In case the transferee already owns urban or rural
lands for residential purposes, he shall still be
entitled to be a transferee of additional urban or
rural lands for residential purposes which, when
added to those already owned by him, shall not
exceed the maximum areas herein authorized.

CRUZ, J., dissenting
The important point is that the respondent spouses
are no longer citizens of the Philippines but
naturalized Canadians. It does not follow that
because they were citizens of the Philippines when
they acquired the land, they can register it in their
name now even if they are no longer Filipino.

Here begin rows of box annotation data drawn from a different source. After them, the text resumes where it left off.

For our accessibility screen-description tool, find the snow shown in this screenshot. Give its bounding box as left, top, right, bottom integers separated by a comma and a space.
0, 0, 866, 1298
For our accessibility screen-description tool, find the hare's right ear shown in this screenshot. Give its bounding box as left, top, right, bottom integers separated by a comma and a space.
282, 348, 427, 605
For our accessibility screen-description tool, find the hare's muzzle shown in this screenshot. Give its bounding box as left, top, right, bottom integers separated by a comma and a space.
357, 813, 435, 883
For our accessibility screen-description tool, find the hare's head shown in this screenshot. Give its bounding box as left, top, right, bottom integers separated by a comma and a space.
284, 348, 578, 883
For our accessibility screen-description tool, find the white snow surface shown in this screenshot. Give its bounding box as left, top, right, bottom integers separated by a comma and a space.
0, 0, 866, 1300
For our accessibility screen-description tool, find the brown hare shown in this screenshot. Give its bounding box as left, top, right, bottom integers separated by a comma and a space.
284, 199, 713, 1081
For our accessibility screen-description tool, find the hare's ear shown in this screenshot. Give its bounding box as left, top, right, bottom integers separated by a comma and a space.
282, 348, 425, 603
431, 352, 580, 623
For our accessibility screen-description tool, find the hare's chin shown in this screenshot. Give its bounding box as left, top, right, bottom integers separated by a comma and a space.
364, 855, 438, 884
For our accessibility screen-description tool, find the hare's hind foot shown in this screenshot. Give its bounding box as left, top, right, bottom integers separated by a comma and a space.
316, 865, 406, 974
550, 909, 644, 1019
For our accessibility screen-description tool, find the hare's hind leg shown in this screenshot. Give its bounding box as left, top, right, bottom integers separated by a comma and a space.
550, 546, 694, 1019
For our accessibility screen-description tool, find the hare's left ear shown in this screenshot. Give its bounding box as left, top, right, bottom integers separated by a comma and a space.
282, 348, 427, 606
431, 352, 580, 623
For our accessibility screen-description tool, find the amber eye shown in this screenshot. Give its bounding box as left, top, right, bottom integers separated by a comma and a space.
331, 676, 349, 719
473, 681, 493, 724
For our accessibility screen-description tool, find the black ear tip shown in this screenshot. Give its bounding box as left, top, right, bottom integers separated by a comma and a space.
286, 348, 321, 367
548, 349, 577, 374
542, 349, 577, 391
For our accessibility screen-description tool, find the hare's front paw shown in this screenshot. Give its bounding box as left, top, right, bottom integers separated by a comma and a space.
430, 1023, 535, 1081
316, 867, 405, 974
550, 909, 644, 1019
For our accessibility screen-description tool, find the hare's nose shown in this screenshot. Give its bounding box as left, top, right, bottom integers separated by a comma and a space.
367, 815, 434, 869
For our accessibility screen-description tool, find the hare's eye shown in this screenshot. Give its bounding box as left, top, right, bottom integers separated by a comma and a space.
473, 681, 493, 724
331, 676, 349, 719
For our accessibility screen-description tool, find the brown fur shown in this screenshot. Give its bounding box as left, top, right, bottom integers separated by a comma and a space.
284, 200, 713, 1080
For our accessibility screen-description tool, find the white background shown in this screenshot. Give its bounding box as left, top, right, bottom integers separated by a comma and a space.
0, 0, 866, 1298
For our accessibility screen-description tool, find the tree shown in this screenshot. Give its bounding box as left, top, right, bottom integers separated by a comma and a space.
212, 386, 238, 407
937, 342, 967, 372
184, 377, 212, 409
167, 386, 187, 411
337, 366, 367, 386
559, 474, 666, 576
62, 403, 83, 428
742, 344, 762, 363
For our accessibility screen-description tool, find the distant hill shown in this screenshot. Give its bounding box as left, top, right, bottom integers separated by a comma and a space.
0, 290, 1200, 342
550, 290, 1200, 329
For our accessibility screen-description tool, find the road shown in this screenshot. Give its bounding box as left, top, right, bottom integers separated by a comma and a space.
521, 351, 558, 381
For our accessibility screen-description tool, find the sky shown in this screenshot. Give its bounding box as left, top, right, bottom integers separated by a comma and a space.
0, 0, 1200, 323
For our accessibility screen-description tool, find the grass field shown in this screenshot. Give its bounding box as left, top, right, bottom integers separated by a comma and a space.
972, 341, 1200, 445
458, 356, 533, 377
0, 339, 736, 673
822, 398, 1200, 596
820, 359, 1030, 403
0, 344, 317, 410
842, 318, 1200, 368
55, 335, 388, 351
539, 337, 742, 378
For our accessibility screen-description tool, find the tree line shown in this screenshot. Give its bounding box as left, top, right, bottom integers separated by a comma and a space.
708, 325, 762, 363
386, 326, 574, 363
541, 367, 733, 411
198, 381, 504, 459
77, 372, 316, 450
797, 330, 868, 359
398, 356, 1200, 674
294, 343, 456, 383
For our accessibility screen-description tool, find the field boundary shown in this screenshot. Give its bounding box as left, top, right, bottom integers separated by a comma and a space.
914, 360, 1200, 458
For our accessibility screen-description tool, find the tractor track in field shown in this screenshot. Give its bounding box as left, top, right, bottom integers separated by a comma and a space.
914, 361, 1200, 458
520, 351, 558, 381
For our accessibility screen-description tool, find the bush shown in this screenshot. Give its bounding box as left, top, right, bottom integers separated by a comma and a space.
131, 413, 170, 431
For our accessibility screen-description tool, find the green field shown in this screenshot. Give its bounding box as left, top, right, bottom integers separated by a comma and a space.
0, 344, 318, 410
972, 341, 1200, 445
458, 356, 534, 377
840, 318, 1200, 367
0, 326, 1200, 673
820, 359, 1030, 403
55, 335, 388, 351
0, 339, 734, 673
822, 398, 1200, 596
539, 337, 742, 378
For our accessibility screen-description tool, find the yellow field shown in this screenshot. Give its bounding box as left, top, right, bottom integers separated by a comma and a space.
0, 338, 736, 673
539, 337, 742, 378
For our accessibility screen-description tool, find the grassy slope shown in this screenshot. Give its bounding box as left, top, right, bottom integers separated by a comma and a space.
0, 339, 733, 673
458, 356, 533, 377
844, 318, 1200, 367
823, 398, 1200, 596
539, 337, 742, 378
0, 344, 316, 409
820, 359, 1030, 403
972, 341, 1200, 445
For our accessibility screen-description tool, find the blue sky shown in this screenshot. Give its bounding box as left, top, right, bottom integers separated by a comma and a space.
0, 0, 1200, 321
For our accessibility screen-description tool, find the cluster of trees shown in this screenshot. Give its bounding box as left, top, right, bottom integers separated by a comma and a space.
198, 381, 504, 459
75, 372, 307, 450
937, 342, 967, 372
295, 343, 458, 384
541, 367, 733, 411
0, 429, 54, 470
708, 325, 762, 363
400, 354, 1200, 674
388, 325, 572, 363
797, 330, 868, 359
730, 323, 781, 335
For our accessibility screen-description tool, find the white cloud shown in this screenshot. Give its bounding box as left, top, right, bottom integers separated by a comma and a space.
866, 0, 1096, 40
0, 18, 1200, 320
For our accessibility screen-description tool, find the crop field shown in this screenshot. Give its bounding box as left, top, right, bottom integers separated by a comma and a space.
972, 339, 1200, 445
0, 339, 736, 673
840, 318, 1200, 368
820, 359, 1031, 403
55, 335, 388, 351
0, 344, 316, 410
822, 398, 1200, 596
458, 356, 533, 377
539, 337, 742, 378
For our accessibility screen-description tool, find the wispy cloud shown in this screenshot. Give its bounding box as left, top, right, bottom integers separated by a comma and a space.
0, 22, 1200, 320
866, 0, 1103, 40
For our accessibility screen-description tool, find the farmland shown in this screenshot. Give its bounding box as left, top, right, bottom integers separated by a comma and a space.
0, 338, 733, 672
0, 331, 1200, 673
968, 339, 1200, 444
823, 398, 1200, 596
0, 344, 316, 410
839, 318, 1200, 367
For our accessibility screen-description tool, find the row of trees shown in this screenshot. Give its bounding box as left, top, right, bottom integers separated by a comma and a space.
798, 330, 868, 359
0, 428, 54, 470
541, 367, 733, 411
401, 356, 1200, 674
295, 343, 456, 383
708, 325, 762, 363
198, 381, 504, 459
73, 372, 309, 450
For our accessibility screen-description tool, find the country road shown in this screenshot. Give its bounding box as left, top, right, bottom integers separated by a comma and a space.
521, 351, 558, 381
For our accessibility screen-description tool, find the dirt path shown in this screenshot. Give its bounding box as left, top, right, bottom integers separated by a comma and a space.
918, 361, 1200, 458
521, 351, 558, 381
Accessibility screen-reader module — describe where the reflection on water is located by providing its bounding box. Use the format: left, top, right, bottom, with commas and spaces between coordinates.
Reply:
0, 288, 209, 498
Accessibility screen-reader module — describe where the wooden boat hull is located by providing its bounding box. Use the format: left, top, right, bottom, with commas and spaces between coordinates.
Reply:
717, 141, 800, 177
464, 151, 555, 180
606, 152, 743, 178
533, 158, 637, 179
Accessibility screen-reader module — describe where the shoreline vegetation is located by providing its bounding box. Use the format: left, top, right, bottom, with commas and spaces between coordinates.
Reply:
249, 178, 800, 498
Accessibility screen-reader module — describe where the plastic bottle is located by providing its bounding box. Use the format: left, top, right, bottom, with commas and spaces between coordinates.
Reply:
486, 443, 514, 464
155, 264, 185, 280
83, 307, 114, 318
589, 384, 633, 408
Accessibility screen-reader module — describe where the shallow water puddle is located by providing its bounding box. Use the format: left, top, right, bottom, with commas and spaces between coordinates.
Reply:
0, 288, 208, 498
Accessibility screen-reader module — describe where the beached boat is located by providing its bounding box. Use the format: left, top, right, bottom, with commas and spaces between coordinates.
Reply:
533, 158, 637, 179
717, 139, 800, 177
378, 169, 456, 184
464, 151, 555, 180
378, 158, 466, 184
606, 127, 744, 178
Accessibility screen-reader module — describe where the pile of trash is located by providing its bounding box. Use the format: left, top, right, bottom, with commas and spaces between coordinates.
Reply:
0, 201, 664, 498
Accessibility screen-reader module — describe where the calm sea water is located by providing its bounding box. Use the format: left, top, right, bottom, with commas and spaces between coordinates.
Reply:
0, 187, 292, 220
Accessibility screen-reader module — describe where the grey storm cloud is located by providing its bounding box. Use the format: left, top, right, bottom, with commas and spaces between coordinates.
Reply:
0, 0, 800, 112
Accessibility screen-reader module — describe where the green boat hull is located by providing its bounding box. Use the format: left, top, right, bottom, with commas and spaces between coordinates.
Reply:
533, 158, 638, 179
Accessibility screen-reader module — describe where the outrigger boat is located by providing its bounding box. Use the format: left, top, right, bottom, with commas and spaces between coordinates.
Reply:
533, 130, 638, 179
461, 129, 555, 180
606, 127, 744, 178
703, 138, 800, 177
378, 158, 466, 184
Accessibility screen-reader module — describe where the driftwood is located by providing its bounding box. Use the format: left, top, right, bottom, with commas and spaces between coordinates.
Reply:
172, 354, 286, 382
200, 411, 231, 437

Strict compliance is necessary because of the special
privilege granted to former Filipinos who have
become foreigners by their own choice. If we can be
so strict with our citizens, I see no reason why we
should be less so with those who have renounced
our country.

Additional Notes:
RA 8179. FOREIGN INVESTMENT ACT
SEC. 10. Other Rights of Natural Born Citizen
Pursuant to the Provisions of Article XII, Section 8
of the Constitution. - Any natural born citizen who
has lost his Philippine citizenship and who has the
legal capacity to enter into a contract under
Philippine laws may be a transferee of a private
land up to a maximum area of five thousand
(5,000) square meters in the case of urban land or
three (3) hectares in the case of rural land to be
used by him for business or other purposes. In the
case of married couples, one of them may avail of
the privilege herein granted: Provided, That if both
shall avail of the same, the total area acquired shall
not exceed the maximum herein fixed.